The PS Classics label grew enormously after those early years; by 2003, they were producing Broadway cast recordings, and soon big Broadway stars like Victoria Clark, Rebecca Luker and Steven Pasquale were coming to them with projects. But they never lost track of their mission: to showcase the Great American Songbook, and amazing vocalists with a gift for interpreting it. And they always had an affinity for LGBTQ artists and, in particular, LGBTQ-themed works, from Yank! to Fun Home, from La Cage Aux Folles to A New Brain. How fitting is it that they should be the ones to remold the Great American Songbook as they do here, so that a century of American popular song speaks to LGBTQ audiences in a way it never quite has before — as they reimagine the Great American Songbook, as they put it, for the post-marriage-equality era.
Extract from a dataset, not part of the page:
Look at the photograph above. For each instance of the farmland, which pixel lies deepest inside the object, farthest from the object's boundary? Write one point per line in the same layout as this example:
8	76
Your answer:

As always, their approach is earnest, loving, detailed and altogether winning.
No one puts out cast albums that are as moving as PS Classics. That’s their specialty; their best discs bring you to tears. (Listen to Angela Lansbury’s “wooden ring” monologue laced into the revival cast album of A Little Night Music and you’ll get my meaning.) Tommy and Philip freely admit that those are the shows they’re most attracted to — the ones that leave them shaken — and in the studio, they endeavor to mine every emotion, to ensure that, as an audio-only experience, the production is just as affecting as it was in the theatre. In some ways, every PS Classics album plays a bit like a cast album, and that’s especially true of Philip’s “Will He Like Me?” Tommy and Philip call it a song-cycle, but it feels to me like a cast album. Philip is quite wonderful on this; you feel the serious progression that he is a boy at the top of the album and very much a man with history at the end. The arrangements and orchestrations are full of delicacy and feeling. Songs are paired imaginatively and evocatively — as when the recollection of a first date (“It’s a Nice Face”) blends into a reverie of a shared future (“Mr. Snow”), or when themes from “Lovely, Lonely Man” and “Happiness Is a Thing Called Joe” reappear in the track that follows, reasserting themselves just enough that those two characters become the unseen but frequently referenced “husband” and “lover” in “Tom.”
And the final three numbers — which go beyond the happy endings that we all associate with musical comedy to a more realistic and dramatic kind of truth-telling — are simply heartbreaking. In their own quiet but unassuming way, Philip and Tommy — by presenting common themes in an uncommon fashion — make a larger statement: that for the LGBTQ community, “equality” means embracing responsibility and heartbreak as much as it does freedom and joy. Philip’s fifth solo album is as rich as it is satisfying, as provocative as it is enjoyable. It’s an album to savor.